The Marshall hung her head, seeming defeated. Big Man’s eyes were glassy, but Doc knew his father wouldn’t cry in front of company. Once, and only once, could he remember Big Man shedding tears in public, and that was at Doc’s mother’s funeral. Right now, Big Man’s thoughts would be on vengeance, hurting those he saw as responsible for his own pain.

“Now,” Big Man said, striding before her. “Tell me how many men you have with you. What kind of weapons? Where’s your camp? Talk.”

Big Man raised her head with a hand under her chin, and she responded with a stream of bloody spittle in his eyes. He swore, flinging a sleeve over his face.

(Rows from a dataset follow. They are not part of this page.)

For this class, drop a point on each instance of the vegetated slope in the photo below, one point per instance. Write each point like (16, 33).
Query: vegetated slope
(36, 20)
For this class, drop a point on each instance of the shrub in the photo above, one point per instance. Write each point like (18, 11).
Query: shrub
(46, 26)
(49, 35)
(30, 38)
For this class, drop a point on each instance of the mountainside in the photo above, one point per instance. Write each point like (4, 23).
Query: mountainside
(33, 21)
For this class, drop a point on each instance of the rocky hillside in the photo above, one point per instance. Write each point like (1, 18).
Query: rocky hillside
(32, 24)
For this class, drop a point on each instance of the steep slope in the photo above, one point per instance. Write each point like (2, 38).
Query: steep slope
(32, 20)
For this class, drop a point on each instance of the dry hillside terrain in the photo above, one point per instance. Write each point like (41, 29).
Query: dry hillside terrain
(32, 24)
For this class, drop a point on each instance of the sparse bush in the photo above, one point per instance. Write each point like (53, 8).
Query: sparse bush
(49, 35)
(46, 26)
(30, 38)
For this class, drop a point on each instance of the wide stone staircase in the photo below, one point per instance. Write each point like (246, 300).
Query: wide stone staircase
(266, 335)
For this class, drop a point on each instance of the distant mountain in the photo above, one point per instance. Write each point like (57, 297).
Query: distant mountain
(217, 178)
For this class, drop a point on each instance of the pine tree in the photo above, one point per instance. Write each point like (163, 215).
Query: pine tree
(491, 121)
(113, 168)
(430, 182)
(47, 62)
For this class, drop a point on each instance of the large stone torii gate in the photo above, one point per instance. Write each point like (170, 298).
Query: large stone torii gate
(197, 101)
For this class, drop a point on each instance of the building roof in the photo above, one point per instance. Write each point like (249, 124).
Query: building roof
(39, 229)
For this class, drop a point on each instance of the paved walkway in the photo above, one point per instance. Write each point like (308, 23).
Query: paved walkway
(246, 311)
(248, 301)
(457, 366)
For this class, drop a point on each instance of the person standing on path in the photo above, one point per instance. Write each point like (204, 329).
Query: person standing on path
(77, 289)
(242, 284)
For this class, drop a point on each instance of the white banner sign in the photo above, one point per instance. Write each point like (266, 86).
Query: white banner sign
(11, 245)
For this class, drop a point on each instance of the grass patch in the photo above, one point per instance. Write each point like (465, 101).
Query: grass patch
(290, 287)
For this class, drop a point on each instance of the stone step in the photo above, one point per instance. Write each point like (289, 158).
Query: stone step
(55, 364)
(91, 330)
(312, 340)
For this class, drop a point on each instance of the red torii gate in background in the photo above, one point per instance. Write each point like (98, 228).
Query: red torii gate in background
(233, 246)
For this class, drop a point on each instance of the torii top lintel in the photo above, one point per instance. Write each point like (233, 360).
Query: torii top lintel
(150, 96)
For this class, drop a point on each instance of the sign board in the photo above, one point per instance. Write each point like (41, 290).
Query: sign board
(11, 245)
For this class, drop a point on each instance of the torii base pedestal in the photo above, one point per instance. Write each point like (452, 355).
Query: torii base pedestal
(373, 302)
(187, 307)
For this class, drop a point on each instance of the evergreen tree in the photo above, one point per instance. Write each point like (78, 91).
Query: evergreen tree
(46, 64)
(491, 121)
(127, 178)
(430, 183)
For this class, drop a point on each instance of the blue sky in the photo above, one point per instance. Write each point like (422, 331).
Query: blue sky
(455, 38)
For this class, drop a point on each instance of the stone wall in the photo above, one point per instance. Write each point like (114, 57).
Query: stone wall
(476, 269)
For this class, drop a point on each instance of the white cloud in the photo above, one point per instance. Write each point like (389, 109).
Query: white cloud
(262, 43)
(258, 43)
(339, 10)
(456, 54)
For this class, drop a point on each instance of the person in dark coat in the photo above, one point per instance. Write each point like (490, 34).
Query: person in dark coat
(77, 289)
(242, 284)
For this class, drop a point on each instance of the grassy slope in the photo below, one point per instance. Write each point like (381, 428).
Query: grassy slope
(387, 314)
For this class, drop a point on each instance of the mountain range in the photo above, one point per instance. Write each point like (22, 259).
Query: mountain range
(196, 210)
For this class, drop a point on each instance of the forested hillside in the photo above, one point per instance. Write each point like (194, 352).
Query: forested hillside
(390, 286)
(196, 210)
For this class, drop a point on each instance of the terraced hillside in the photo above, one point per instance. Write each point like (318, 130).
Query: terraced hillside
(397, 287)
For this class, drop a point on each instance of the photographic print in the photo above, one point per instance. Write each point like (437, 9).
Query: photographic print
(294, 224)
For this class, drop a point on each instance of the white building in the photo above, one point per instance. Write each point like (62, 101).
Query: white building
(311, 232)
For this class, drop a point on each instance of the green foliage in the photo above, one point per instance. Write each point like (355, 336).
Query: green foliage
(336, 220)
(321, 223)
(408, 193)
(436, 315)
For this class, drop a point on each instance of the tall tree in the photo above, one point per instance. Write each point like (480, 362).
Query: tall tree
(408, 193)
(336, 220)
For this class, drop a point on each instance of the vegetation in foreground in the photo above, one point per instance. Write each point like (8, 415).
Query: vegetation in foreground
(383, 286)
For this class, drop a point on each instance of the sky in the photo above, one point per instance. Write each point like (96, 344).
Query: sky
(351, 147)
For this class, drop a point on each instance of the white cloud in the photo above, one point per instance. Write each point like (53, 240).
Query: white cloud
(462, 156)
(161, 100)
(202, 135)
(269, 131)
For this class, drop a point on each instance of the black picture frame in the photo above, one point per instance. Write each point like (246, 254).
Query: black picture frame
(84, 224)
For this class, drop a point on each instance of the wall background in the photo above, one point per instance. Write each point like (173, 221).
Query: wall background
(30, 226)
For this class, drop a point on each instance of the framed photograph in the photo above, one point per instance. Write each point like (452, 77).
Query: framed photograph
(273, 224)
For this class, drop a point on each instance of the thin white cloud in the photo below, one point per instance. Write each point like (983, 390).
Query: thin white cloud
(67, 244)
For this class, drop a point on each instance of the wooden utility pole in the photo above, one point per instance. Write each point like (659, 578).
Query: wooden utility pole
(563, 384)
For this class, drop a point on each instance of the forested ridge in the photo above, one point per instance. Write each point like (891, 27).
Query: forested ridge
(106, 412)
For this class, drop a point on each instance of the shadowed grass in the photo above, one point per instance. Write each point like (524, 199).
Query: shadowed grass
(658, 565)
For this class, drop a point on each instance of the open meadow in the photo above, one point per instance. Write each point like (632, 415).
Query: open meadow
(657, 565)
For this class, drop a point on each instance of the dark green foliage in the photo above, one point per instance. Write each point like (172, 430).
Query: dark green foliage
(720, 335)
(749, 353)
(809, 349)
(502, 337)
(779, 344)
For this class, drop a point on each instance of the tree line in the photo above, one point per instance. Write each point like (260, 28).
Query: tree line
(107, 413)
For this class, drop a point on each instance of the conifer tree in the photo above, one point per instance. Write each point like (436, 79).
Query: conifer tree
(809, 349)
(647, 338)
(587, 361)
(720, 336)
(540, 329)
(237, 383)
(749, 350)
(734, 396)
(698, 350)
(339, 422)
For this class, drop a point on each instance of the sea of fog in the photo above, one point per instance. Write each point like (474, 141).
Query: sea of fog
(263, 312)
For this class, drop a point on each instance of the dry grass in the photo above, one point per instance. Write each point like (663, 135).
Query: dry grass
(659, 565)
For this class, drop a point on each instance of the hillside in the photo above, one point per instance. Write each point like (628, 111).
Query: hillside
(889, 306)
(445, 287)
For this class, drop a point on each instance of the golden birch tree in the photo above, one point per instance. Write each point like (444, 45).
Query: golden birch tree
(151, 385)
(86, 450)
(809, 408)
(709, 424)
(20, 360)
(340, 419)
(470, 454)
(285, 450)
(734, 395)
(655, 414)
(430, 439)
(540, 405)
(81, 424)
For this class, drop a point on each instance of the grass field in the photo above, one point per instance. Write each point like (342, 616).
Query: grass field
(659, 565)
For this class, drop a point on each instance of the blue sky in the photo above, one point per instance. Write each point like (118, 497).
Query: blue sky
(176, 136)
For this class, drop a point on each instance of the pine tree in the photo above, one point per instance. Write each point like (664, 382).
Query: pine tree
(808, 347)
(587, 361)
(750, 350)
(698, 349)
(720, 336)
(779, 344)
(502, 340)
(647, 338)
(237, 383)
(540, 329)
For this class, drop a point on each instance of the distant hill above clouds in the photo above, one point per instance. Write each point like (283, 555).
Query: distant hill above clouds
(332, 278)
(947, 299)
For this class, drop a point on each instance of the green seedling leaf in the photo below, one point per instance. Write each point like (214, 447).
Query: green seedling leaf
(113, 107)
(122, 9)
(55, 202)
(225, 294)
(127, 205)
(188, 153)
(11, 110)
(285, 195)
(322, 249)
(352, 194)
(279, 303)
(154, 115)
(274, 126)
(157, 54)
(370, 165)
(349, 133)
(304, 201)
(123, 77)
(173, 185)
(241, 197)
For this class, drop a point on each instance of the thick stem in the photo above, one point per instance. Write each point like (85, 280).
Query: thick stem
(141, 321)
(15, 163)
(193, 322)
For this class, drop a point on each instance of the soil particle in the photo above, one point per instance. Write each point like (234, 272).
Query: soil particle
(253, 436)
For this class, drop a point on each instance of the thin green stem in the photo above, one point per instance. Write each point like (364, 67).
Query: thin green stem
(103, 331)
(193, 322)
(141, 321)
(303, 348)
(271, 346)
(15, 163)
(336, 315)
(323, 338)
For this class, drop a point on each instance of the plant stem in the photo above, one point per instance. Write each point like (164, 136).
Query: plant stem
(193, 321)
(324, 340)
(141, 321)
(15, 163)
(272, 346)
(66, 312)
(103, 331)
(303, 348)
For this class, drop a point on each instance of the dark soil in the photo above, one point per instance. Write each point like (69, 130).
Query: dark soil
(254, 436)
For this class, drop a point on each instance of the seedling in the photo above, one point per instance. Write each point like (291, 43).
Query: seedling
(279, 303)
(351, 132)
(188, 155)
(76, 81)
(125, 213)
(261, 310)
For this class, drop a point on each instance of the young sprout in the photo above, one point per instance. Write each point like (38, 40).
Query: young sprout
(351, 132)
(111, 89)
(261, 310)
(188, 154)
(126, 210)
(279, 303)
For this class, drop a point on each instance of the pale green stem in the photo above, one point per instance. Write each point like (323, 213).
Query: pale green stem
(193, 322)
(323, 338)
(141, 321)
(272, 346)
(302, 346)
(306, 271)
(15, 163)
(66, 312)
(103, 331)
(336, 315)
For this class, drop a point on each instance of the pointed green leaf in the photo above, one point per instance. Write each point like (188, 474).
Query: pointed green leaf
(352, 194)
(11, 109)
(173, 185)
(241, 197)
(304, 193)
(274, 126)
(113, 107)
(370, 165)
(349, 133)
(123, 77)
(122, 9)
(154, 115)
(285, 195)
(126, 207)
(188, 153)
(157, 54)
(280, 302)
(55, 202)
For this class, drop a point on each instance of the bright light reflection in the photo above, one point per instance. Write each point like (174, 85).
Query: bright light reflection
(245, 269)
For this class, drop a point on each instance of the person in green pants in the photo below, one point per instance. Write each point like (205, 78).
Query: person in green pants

“Bitch!” He pulled his hand back for a vicious blow. Before he could even begin his swing Doc stepped up and caught his wrist.

“Let go of me, boy,” he said with a growl.

“Do you know who this is?” Doc asked.

“The Texas Terror,” Big Man said mockingly. “Like most legends, she’s mostly just hot air.”

“It’s Rose’s sister.”

Big Man blinked a moment, then laughed hard.

“Are you serious?”

“Take a look at what you left of her face. Tell me I’m wrong.”

Big Man stared at the Marshall. Her own open eye was focused on Doc.

“Rose?” she asked around a swollen mouth. “Rose is here?”

“Son of a bitch,” Big Man said. “I think you’re right, son.”

“Is Rose all right? Please, let me see her! Do what you want with me, but you have to be careful with her, she has a condition!”

“Listen to her,” said Big Man with a grin “a second ago she was all bravado, but now she sounds like any other woman.”

Big Man turned and put his arms akimbo before addressing the Marshall.

“I haven’t harmed a hair on your sister’s head. Wouldn’t dream of it.”

Emmy almost collapsed in relief.

“She, on the other had, well...she’s not what you’d call gentle.” Big Man’s eyes had a wicked gleam to them. “See, I’ve been molding her, shaping her into something truly extraordinary. Something like me.”

“She’s nothing like you!” the Marshall sputtered.

“I disagree.” Big Man put his hands in his suspenders and cackled. “I think she’s more my daughter at this point than she is kin to you. See, you never should have left her alone, for men like me to find. You’ve got nobody to blame but yourself that she hates you.”

“Hates me?” The Marshall’s single eye blinked.

“Oh, yes,” Big Man said, and Doc couldn’t deny he was right. “You left her to take care of your father, and when he died she had no one.”

The Marshall’s eye went wide, and her jaw slack. Big Man seemed to revel in the moment.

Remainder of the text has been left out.